Silence. Like a big fucking black-clad hand choking out the noise. But not like black leather or something, more like black lace. Silencing all the crap so what was real could get transmitted. So all the crappy pop hits faded out of its thumping craptasm and the orgiastic screams of the drunk and stupid became nothing of import. There was just Raven, Mr. Grim and a silent bedroom.

Bastard heart fluttering in her breast, she knew what the fuck she wanted from him. A total cleansing. An act of love to erase the shame. A person to cling to as the waters of the standard shitty life tried to pull her under. Someone with which to last out the night.


“I believe I understand.”


“What you want. But you must be willing and ready.”

“Gods yes. Please cleanse me,” she choked out as a single betraying tear trickled down her cheek.

He reached to touch her and she did not flinch. Any sane person coming out of what she had would not just have flinched, but run and curl themselves into a ball in the corner as well. Instead, she embraced it. Let the touch happen and lead into embrace. It was because the other was expected, not horrifying, the product of a world too often letting down in promises. This however was real because she let her heart feel it. For the first time in years, she was letting her heart feel. Opening it up truly to the possibility of betrayal.

Mr.
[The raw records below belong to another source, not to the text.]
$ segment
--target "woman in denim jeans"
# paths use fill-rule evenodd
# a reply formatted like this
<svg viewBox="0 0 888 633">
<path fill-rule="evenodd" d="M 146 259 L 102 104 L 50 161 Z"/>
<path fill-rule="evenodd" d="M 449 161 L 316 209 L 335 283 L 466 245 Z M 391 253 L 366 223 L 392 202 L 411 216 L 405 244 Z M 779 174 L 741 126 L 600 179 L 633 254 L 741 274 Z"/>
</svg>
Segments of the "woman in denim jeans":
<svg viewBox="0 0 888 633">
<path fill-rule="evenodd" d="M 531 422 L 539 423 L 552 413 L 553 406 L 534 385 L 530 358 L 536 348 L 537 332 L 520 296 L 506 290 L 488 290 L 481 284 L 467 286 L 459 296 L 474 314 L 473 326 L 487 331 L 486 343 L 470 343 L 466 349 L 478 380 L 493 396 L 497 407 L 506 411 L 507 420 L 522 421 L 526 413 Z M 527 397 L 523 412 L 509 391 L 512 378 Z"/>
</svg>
Grim accepted it and kissed her lips. It was bony.



She jumped back.

“Yeah, of course that’s not a mask,” she muttered.

“I assumed you knew,” Death said.

“I probably did.”

The skull moved into a wry grin.

“So am I,” Raven asked curiously.

“Not at this moment.”

Raven thought about it. Death, before her. The true Grim Reaper. What she could learn. What she could explore. The answers she could divine about the universe. About the afterlife. About the nature of eternal justice. Do the “winners” finally “lose” in the end? Ah, fuck it all. If Death was in the habit of giving out those secrets to the living, they wouldn’t be secrets. Besides, she really wanted to do what she was about to do.

She shrugged. “Shall we get on with it?”

Death seemed taken aback, but gave a full grin with his bony head. He moved in to kiss her but she stopped him with her hand.

“One question though. Is it all…er…bony?”

“That part is flesh as there is no actual bone there. Or rather, it has the appearance and function of flesh, but is rather an extension of will and necessity.”